Esse distúrbio pode acontecer em qualquer idade e pode causar fortes dores no peito, dores de cabeça, dor cervical, problemas de coluna, comprometer a musculatura das costas e dos ombros, entre outros.

Por isso é tratado como um problema de saúde que necessita de intervenção cirúrgica.

Como é feita a cirurgia para gigantomastia?

A cirurgia plástica para correção da gigantomastia é a mamoplastia redutora, ou cirurgia de redução dos seios.

Ela deve ser realizada quando o estágio de formação da mama está completo, geralmente a partir dos 18 anos.

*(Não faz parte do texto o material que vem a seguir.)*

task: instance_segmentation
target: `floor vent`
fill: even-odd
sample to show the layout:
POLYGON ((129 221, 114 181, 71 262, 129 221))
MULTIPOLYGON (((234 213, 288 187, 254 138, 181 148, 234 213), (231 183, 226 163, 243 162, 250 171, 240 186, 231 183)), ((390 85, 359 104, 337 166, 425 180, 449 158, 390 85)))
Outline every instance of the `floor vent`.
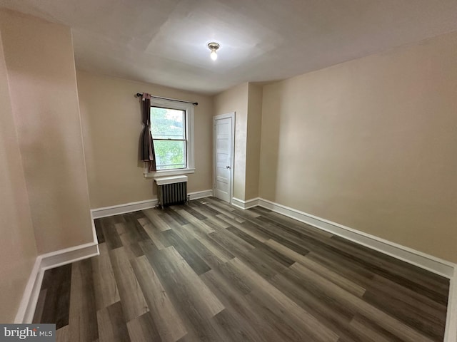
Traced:
POLYGON ((162 209, 187 202, 187 176, 161 177, 154 180, 157 184, 158 205, 162 209))

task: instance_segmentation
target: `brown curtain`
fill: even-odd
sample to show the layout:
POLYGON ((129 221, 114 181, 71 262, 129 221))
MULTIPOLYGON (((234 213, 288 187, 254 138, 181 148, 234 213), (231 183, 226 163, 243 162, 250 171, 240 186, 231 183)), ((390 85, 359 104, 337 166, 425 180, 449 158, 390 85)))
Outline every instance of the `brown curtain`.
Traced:
POLYGON ((149 172, 156 171, 156 154, 151 133, 151 94, 141 96, 143 132, 141 132, 141 160, 146 163, 149 172))

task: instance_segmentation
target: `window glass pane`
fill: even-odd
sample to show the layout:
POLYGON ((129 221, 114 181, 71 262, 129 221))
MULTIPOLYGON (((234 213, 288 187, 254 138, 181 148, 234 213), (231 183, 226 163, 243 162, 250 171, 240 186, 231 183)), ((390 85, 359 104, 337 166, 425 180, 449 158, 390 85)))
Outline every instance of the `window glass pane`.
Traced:
POLYGON ((154 139, 185 139, 184 110, 151 107, 151 131, 154 139))
POLYGON ((186 142, 154 140, 157 170, 186 168, 186 142))

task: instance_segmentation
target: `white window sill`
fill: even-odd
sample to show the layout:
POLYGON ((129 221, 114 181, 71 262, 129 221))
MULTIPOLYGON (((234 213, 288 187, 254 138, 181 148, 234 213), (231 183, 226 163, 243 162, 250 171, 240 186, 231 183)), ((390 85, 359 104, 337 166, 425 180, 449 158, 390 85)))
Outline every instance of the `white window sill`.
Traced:
POLYGON ((145 178, 154 178, 164 176, 177 176, 179 175, 186 175, 188 173, 195 173, 195 169, 179 169, 179 170, 164 170, 156 171, 155 172, 144 172, 145 178))

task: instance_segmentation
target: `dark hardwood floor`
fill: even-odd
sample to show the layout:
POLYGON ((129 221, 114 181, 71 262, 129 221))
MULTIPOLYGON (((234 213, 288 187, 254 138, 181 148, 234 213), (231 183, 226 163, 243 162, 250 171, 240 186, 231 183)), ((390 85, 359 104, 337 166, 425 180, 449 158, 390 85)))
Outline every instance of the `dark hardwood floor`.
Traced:
POLYGON ((57 341, 443 341, 448 279, 214 198, 96 220, 100 255, 46 271, 57 341))

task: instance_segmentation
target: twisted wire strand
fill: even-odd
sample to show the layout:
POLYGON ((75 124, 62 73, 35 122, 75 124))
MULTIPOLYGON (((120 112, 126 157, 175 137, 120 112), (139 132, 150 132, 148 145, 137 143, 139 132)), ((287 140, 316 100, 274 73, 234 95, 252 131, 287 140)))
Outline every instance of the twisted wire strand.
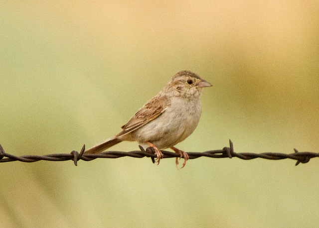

Na maioria dos casos, as mulheres que apresentam essa condição possuem não só mamas excessivamente volumosas como caídas também.

Por isso, durante o procedimento, o cirurgião plástico geralmente realiza uma incisão ao redor das aréolas para reposicioná-las, uma incisão no sulco da mama e uma em formato de T invertido.

Essa técnica proporciona retirar o excesso de tecido mamário e reposicionar as mamas. As cicatrizes resultantes da cirurgia ficam mais discretas com o passar do tempo, principalmente a periareolar que fica quase imperceptível devido as características da região.

 

Como é a recuperação do procedimento?

Depois da cirurgia de correção de gigantomastia, é normal as mamas apresentam inchaço (edema) e, geralmente, é preciso utilizar uma bandagem elástica ou sutiã compressivo para minimizar o inchaço e sustentar os seios por cerca de um mês e meio.

Nas primeiras duas semanas é necessário tomar certos cuidados com a movimentação dos braços e o cirurgião plástico pode receitar algumas medicações para aliviar qualquer desconforto ou dor.

O retorno as atividades é liberado após 30 dias, mas com algumas restrições.

Após 3 meses já é possível verificar o novo contorno e tamanho das mamas, que irá aliviar as dores e limitações físicas existentes antes do procedimento.